We next characterized the secondary (Supplementary Figure S1) and tertiary structures of the spike (Figure 1C) based on the consensus sequences of SARS-CoV-2, bat SL-CoV, and SARS-CoV.

3.4. Multi-Epitope Vaccine Design and Characterization

To design a multi-epitope vaccine, the prioritized epitopes were joined together by using the AAY linker. The AAY linker increases the structural stability and immunogenicity of the vaccine construct. An adjuvant β-defensin was added at the N-terminal of the vaccine construct by the EAAAK linker to enhance the antigenicity (Figure 2A). Overall antigenicity was confirmed by analysis with the Vaxijen server, and allergenicity was checked by AllergenPro, confirming that it was not an allergen in nature. Overall antigenicity of the vaccine construct was 2, proposing the vaccine construct as antigenic in nature.

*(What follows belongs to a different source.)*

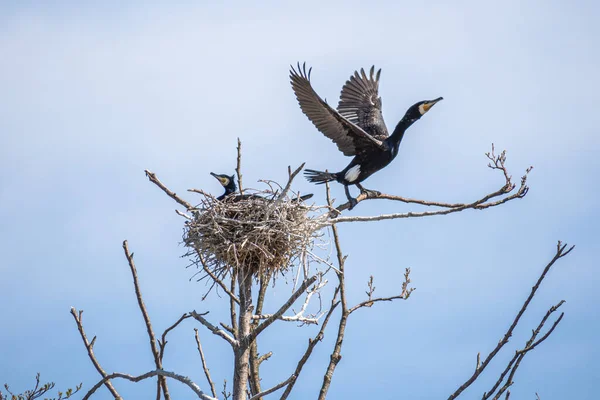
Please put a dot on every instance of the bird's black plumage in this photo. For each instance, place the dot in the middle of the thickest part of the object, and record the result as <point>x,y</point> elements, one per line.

3.5. Secondary and Tertiary Structure Prediction and Validation

The information regarding the quality of the secondary and tertiary structure of the vaccine construct is of significant importance in designing a vaccine. It is important for the efficient presentation of epitopes on MHC to stimulate a strong immune response [33,34]. The secondary structure of the vaccine was predicted by PESIPRED and PDBsum. The secondary structure analysis showed that it had three sheets, three beta alpha beta units, two beta hairpin, one beta bulge, nine strands, 18 helices, 14 helix–helix interacts, 37 beta turns, and 13 gamma turns (Supplementary Figure S2). The further tertiary structure was predicted by using I-TASSER [35]. Five 3D structures of vaccine construct were predicted by the I-TASSER on the basis of ten threading templates, with confidence score (C-score) values (−3.96 to −1.31). Usually, the high C score model represents high stability and confidence. Tertiary structure refinement (Figure 2A) indicates that an area of 92.7% of the vaccine construct was in the favorable region, 6.5% in the allowed region while 0.8% was in the outlier region, suggesting that it is a stable structure (Figure 2B). The predicted model quality was further confirmed by ProSA, showing a Z score as 1.5 (Figure 2C).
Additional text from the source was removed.